According to Art. 6 of the Securitisation Regulation, originators, sponsors, or original lenders must retain a material net economic interest (“skin in the game”) of at least 5% in the securitised risks on a lasting basis. Legally, it must be examined precisely how the “retention requirement” can be fulfilled (vertical/horizontal tranche, first-loss piece, etc.) and who is required to what extent. Breaching this obligation results in regulatory sanctions and can exclude the eligibility/privileging of the securitisation for banks and insurers. Documentation of the type and scope of risk retention is therefore a central part of the agreement and must be demonstrated in due diligence and reporting.
What legal particularities apply in the event of insolvency of the originator or the special purpose vehicle?
Insolvency remoteness is a central structural objective of every securitisation. Legally, it must be ensured that the transferred assets do not form part of the insolvency estate of the originator in case of insolvency (“segregation principle”, “bankruptcy remoteness”). In Germany, this requires an effective, complete assignment in accordance with § 398 BGB, if necessary supplemented by “true sale” legal opinions. For the special purpose vehicle (SPV), insolvency law provisions regarding segregation (§§ 47, 48 InsO), as well as insolvency filing obligations and creditor protection, must be observed. Furthermore, “claw back” risks under §§ 130-146 InsO (grounds for contestation) must be adequately reviewed and minimised.
What impact do existing contractual restrictions, in particular prohibitions on assignment, have on the transferability of assets?
Prohibitions on assignment pursuant to § 399 BGB can be a legal obstacle in the context of the assignment (cession) of claims. Their effectiveness must be reviewed in light of the relevant contractual clause and § 354a HGB (facilitation for monetary claims in commercial transactions). Breach of an effective prohibition on assignment generally means that the claim cannot be effectively transferred to the SPV – with far-reaching consequences for the structure and value of the securitisation transaction. Legal due diligence and adjustment of contractual agreements (e.g., obtaining debtor consent) are therefore regularly required.

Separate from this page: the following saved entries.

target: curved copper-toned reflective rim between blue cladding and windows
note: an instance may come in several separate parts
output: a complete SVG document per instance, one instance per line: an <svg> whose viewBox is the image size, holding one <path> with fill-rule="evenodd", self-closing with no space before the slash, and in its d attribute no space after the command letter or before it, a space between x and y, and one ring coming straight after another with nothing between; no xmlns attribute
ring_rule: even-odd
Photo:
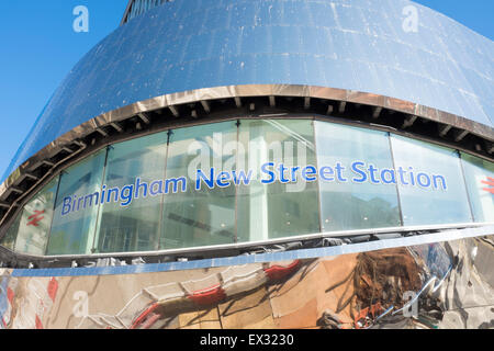
<svg viewBox="0 0 494 351"><path fill-rule="evenodd" d="M345 89L291 84L249 84L198 89L148 99L101 114L58 137L16 168L15 171L0 184L0 207L8 208L2 217L5 219L12 211L15 211L16 206L20 205L33 189L36 189L53 174L53 170L56 167L80 154L87 147L82 139L93 133L100 133L103 136L108 136L108 132L103 128L111 127L113 129L119 129L120 122L135 116L149 123L146 113L159 109L169 109L175 117L180 117L180 113L178 112L180 105L200 103L205 110L205 113L209 114L211 112L209 102L214 100L235 99L237 106L239 106L242 105L242 99L262 97L303 98L305 99L305 104L310 104L311 99L333 101L339 106L340 113L345 111L346 103L367 105L372 109L372 120L375 121L375 124L379 123L381 112L388 110L400 113L396 114L395 118L396 121L401 118L400 123L403 123L402 129L405 132L417 118L424 118L437 123L438 127L434 129L438 136L445 137L446 134L453 133L452 140L461 141L467 135L472 134L485 140L487 147L484 148L484 150L486 150L490 156L494 155L494 128L437 109L423 106L400 99ZM330 110L328 109L327 114L333 115L333 107ZM336 111L335 113L337 114ZM190 114L187 116L190 116ZM445 143L448 144L448 140ZM449 144L454 145L451 140L449 140ZM66 156L55 163L52 159L59 152L65 152ZM46 171L43 177L34 177L33 171L41 166L47 166L49 170ZM31 185L30 189L20 188L19 184L26 179L34 180L34 184ZM12 193L16 195L16 199L7 203L5 200ZM0 220L0 225L3 223L3 219Z"/></svg>

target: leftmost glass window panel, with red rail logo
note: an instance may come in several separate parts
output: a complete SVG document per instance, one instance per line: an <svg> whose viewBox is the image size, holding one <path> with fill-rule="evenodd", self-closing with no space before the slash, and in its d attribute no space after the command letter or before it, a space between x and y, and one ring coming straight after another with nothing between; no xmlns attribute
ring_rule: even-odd
<svg viewBox="0 0 494 351"><path fill-rule="evenodd" d="M45 254L52 225L58 178L49 182L23 208L19 223L15 251Z"/></svg>

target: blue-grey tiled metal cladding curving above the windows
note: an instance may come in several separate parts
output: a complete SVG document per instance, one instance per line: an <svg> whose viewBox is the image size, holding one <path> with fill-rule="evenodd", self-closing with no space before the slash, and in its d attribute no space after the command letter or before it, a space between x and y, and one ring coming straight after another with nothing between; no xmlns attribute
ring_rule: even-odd
<svg viewBox="0 0 494 351"><path fill-rule="evenodd" d="M417 32L403 29L409 5ZM74 67L3 179L92 117L200 88L358 90L492 127L493 63L492 41L407 0L177 0L131 20Z"/></svg>

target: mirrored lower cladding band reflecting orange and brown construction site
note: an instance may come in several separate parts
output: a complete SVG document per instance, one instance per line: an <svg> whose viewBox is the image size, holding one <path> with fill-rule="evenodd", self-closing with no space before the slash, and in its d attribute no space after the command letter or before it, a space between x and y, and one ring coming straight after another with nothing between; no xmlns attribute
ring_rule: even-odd
<svg viewBox="0 0 494 351"><path fill-rule="evenodd" d="M190 271L5 274L0 313L7 328L492 327L493 260L492 241L464 239Z"/></svg>

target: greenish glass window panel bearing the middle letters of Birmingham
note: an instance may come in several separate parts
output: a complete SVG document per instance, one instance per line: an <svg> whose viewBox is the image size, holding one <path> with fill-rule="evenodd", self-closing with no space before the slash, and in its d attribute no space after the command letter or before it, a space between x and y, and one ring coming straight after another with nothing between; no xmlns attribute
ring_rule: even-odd
<svg viewBox="0 0 494 351"><path fill-rule="evenodd" d="M109 147L98 252L158 249L167 140L158 133Z"/></svg>

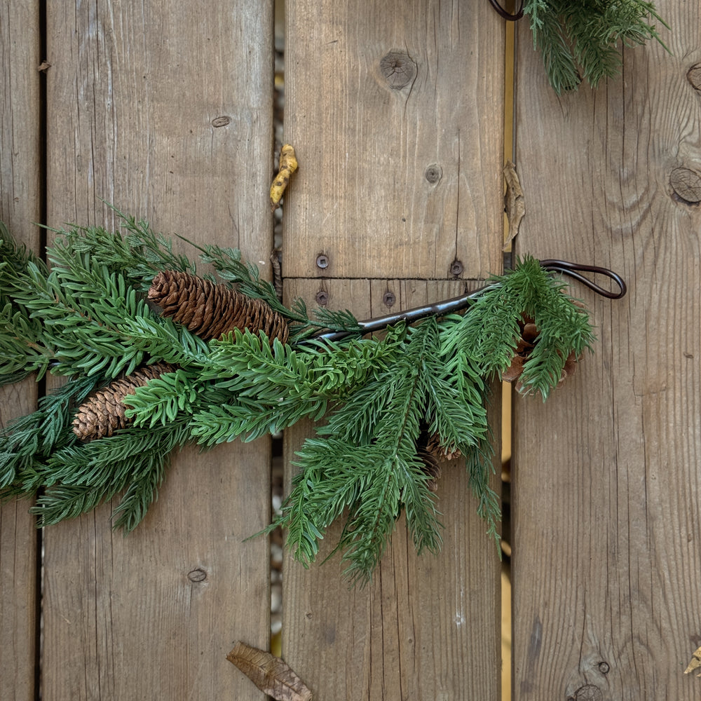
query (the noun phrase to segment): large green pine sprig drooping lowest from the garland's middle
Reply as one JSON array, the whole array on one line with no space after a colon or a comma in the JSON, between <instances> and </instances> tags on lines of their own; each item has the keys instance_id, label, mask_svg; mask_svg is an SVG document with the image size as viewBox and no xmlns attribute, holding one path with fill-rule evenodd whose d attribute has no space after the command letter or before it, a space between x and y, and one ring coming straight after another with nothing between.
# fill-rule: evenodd
<instances>
[{"instance_id":1,"label":"large green pine sprig drooping lowest from the garland's middle","mask_svg":"<svg viewBox=\"0 0 701 701\"><path fill-rule=\"evenodd\" d=\"M437 346L434 319L407 329L391 370L370 382L380 382L385 397L374 428L355 411L351 395L351 401L318 430L318 437L302 447L298 464L303 469L279 519L289 529L287 544L300 562L313 560L319 537L313 534L324 533L346 508L349 515L338 547L348 564L346 576L354 583L372 578L402 508L407 509L417 550L440 547L435 503L416 457L432 379L427 361Z\"/></svg>"}]
</instances>

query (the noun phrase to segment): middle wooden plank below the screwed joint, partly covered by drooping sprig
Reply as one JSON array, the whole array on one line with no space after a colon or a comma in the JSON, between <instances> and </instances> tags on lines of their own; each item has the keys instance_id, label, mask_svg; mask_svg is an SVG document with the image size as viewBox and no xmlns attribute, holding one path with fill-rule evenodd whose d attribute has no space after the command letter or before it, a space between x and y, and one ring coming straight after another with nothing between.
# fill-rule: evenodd
<instances>
[{"instance_id":1,"label":"middle wooden plank below the screwed joint, partly covered by drooping sprig","mask_svg":"<svg viewBox=\"0 0 701 701\"><path fill-rule=\"evenodd\" d=\"M323 289L329 304L352 301L353 311L365 318L388 311L383 301L388 291L397 306L409 308L464 289L464 283L426 280L286 280L285 285L287 299L302 297L312 308ZM498 435L497 414L495 407L492 425ZM285 431L288 493L294 472L290 456L309 431L309 426ZM308 570L285 559L283 655L315 697L499 697L499 562L475 512L463 461L443 466L437 496L446 526L442 552L417 556L402 517L372 584L362 590L348 590L337 554ZM318 563L340 533L339 524L327 531Z\"/></svg>"}]
</instances>

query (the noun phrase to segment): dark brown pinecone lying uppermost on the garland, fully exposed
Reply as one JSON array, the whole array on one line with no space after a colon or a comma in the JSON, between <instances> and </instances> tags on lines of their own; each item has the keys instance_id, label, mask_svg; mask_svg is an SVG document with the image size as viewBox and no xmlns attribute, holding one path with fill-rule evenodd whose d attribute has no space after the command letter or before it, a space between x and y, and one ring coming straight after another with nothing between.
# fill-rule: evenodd
<instances>
[{"instance_id":1,"label":"dark brown pinecone lying uppermost on the garland, fully exposed","mask_svg":"<svg viewBox=\"0 0 701 701\"><path fill-rule=\"evenodd\" d=\"M253 334L262 329L271 341L287 343L287 321L266 301L190 273L158 273L151 283L149 299L163 308L164 316L205 341L218 339L233 329L249 329Z\"/></svg>"}]
</instances>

How are securities prospectus and investment product regulations applied to securitisations?
For securitisations, the provisions of the EU Prospectus Regulation (Regulation (EU) 2017/1129) and, where applicable, the German Investment Products Act (VermAnlG), apply when the issued securities are offered to the public. In the case of public placements, a prospectus approved by the authority is usually required, which must contain detailed information about the structure and risks of the securitisation. Here, there are also close links to the disclosure requirements of the Securitisation Regulation. In the case of purely private placements, or where investors qualify as “Qualified Investors” within the meaning of European law, there are certain exemptions from these obligations.
What regulatory requirements and approvals must be observed when conducting a securitisation?
Conducting a securitisation by regulated institutions (banks, insurers) triggers review and notification obligations under the KWG and CRR. In particular, originators must submit all necessary documentation and reports to BaFin and, if applicable, the European Central Bank. Special requirements apply to the transfer of loan receivables in the context of MaRisk, large exposure regulations, and minimum risk management requirements. In individual cases, the structure or business activities of the SPV may trigger a BaFin licensing requirement, for example if the SPV qualifies as a financial services institution. A thorough legal review is therefore indispensable in advance of every securitisation.